1) Market risk is just one risk of many
Losing money in the stock market is not the biggest threat to your wallet. People without a large amount of money saved for retirement run the risk of outliving their savings. Those who invest only in very safe investments risk losing purchasing power to inflation.
To mitigate the risk of inflation, investors don’t need to swing for the fences, trying to reach for high returns. The historical rate of inflation is around 3 percent. A diversified mix of safe and riskier investments would provide portfolio growth without the danger of it completely catering in a market downturn.
2) The stock and bond markets are vast
Stocks and bonds are the meat and potatoes of investing. In general, buying a stock is more risky than buying a bond. Some stocks are less risky than others, though. For instance, you probably won’t lose your shirt with an investment in Johnson & Johnson, a large company, versus a wobbly, small company with uncertain earnings potential. Conversely, because a smaller company is more likely to grow a lot versus an established global brand, the potential for a big payoff is greater.
Bonds act in a similar fashion, with very risky companies offering higher returns.
No matter your situation, there is a mix of investments that will satisfy your goals and risk tolerance — as long as your goals and ability to withstand risk are realistic and not a fantasy. You can’t expect a 100 percent return in three months with no risk.
3) Planning should reduce risk
Asset allocation is how you divide your money among various investments. The way you mix investments determines the overall level of risk in the portfolio. With the right mix, you can control portfolio volatility to a certain extent. You also have some control over the level of returns. Higher-risk investments generally offer higher returns; lower risk equals lower returns.
All stocks are not equally risky and all bonds are not equally safe.
Buying and selling of investments is inevitable. Whether you regularly rebalance or employ a tactical shift in your asset allocation, having a system in place to tell you when to buy and sell will keep you from panicking and bailing out at the wrong moment. A well-planned methodology will take fear and elation out of the equation.
4) Time in the market, not timing the market
Trying to time the market eventually makes fools of most people, whether on the way into the market or on the way out. No one knows what is going to happen or when.

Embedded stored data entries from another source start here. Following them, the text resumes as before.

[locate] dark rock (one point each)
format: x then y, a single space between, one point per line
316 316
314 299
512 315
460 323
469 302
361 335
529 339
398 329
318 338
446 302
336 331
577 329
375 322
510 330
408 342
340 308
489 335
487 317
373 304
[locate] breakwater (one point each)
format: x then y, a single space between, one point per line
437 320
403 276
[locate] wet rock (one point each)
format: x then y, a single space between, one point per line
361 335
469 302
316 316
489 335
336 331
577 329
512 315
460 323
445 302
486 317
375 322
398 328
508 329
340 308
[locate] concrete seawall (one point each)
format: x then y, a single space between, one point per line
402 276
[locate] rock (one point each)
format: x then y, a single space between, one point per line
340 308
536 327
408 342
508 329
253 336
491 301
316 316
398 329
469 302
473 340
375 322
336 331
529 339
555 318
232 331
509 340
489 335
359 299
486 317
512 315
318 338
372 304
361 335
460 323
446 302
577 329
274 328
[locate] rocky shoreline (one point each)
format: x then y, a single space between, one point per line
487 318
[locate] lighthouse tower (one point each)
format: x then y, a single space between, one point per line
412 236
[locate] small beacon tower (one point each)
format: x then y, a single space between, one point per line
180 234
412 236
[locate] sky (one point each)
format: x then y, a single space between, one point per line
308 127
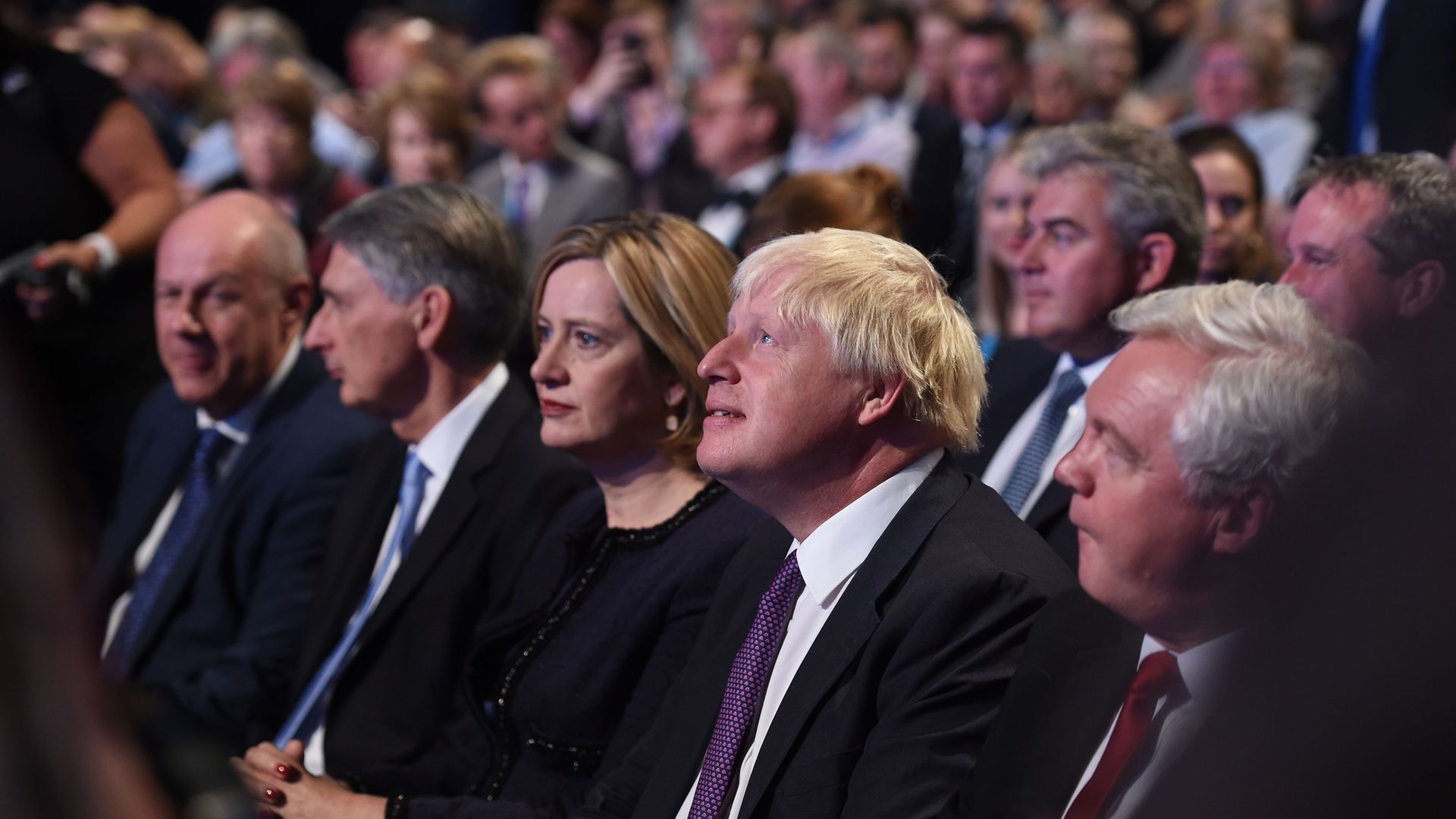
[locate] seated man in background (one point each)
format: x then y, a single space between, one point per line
210 560
1194 438
874 632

Don’t wait for the right time. Instead, start rupee cost averaging into the stock market. That strategy involves investing a percentage of your paycheck into the markets regularly, such as in a workplace retirement savings plan.

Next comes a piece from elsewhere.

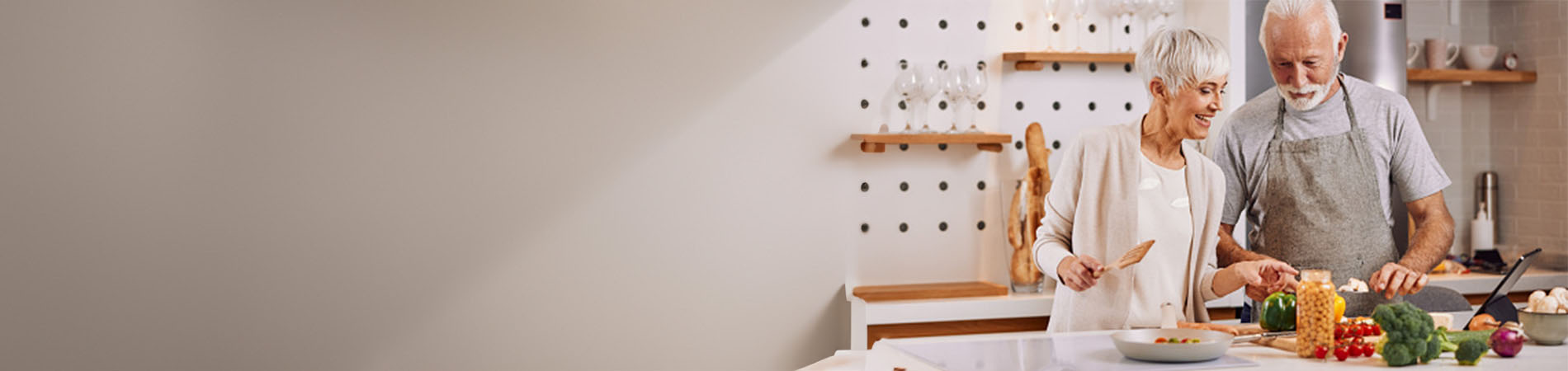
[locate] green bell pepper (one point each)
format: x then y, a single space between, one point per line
1278 312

5) The market isn’t that manipulated
Small investors may have the sense that the deck is stacked against them and they can’t win against professional traders with their impossibly fast computers and complex algorithms. And that is largely true. But the good news is that retail investors are such small potatoes that all that stuff doesn’t matter.
Scandals and scams do erode the public’s trust in the stock market, but in the end, not joining in the economic growth leaves regular people behind.